Correspondance de Voltaire/1759/Lettre 3928

Correspondance de Voltaire/1759
Correspondance : année 1759GarnierŒuvres complètes de Voltaire, tome 40 (p. 175-176).

3928. — OBSERVATIONS DE M. DE CHAUVELIN,
l’ambassadeur,

Sur une lettre de M. de Voltaire au roi de Prusse, écrite par ordre du ministère, 1759[1].

La lettre est très-bien ; le fond et le ton en sont à merveille ; je n’y ferai que deux observations.

1° Je ne sais si je lui présenterais aussi décisivement l’idée de restitution ; je crois qu’elle lui sera toujours amère, et je ne sais si elle ne blesserait pas sa gloire autant que son intérêt. Peut-être faudrait-il adoucir ce passage.
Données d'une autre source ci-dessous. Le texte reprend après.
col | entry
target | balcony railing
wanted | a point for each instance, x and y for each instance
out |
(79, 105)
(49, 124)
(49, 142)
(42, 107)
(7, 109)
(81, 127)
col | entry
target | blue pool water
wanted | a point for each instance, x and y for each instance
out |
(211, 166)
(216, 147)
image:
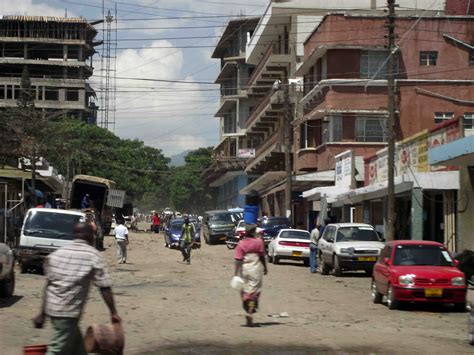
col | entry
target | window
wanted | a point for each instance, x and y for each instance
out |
(51, 94)
(428, 58)
(440, 117)
(370, 129)
(72, 94)
(371, 62)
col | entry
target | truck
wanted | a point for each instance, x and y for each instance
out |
(103, 196)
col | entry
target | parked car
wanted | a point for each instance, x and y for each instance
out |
(174, 231)
(418, 271)
(45, 230)
(269, 227)
(216, 225)
(348, 246)
(7, 271)
(292, 244)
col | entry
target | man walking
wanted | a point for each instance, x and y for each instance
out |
(186, 240)
(69, 272)
(121, 237)
(313, 248)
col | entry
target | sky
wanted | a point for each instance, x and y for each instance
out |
(174, 117)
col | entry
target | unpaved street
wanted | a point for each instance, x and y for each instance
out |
(169, 307)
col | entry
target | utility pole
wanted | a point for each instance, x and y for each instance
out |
(287, 122)
(390, 228)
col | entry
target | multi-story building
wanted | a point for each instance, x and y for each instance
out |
(346, 106)
(227, 171)
(58, 54)
(277, 50)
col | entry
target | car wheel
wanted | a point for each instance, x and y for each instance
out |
(324, 268)
(377, 297)
(7, 286)
(392, 303)
(337, 267)
(460, 307)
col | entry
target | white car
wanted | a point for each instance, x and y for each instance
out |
(292, 244)
(348, 246)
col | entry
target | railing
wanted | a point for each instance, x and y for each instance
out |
(259, 109)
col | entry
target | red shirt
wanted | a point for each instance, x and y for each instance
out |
(249, 246)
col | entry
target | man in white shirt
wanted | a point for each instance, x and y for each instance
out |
(121, 237)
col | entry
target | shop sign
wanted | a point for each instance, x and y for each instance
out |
(246, 153)
(411, 154)
(344, 168)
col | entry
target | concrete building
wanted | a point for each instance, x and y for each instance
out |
(345, 108)
(58, 53)
(277, 49)
(227, 171)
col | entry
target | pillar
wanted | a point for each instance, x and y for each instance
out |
(416, 214)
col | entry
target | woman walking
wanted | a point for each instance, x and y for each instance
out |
(250, 265)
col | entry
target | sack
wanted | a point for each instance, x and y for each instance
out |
(237, 283)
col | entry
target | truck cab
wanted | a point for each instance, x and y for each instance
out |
(45, 230)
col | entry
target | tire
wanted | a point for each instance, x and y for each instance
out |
(7, 286)
(323, 266)
(392, 303)
(377, 297)
(337, 267)
(460, 307)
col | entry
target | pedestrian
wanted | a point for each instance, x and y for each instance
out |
(250, 265)
(187, 239)
(85, 203)
(121, 238)
(156, 223)
(313, 248)
(70, 270)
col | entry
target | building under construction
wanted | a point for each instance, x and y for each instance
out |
(58, 53)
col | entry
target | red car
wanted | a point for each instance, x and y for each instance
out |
(418, 271)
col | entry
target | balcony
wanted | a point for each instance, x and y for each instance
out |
(271, 67)
(266, 115)
(268, 157)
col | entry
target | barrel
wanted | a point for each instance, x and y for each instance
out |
(104, 339)
(35, 349)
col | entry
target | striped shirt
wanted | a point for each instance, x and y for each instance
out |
(70, 271)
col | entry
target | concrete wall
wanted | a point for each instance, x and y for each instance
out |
(465, 207)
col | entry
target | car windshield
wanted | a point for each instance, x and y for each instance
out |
(421, 255)
(356, 234)
(51, 224)
(221, 218)
(294, 235)
(273, 222)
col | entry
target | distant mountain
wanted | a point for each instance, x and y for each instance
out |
(178, 159)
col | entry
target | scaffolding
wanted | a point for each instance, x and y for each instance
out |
(108, 70)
2° Je crois qu’il conviendrait de lui expliquer davantage le fond d’un système de pacification fondé sur les idées propres à lui, qu’il développe dans sa dernière lettre. En conséquence, je lui dirais, ce me semble :

Vous ne voulez pas faire la paix sans les Anglais ; vous avez raison, votre honneur y est intéressé. Mais pourquoi ne feriez-vous pas faire la paix aux Anglais en même temps qu’à vous ? N’avez-vous pas acquis assez de droits sur leur estime, assez d’ascendant sur eux, pour qu’ils sacrifient quelques-uns de leurs avantages à l’honneur de vous assurer les vôtres ? Alors les Français, en compensation d’un tel bienfait, ne seront-ils pas excités et autorisés à déterminer leurs alliés à des sacrifices équivalents à ceux que les Anglais auront faits pour eux en votre faveur ? Alors ne serez-vous pas l’auteur et le mobile de cette condescendance réciproque qui ramènera tout à un équilibre désirable et utile à tout l’univers ? En un mot, si vous déterminez les Anglais à ne pas envahir l’empire des mers, la propriété de toutes les colonies, et le commerce universel, doutez-vous que les Français n’engagent vos ennemis à renoncer aux prétentions qui vous seraient nuisibles ?

Il semble que cette tirade, maniée par le génie de M. de Voltaire, embellie des grâces nerveuses de son style, et ajoutée aux notions qu’il a déjà prises du roi de Prusse, et des objets les plus propres à l’émouvoir, peut mettre dans tout son jour l’idée d’un plan qu’il serait très-heureux que ce prince saisît, adoptât, et conduisît à sa maturité.

  1. On n’a point trouvé cette lettre au roi ; voyez celle qu’il écrit à Voltaire, du 22 septembre 1759.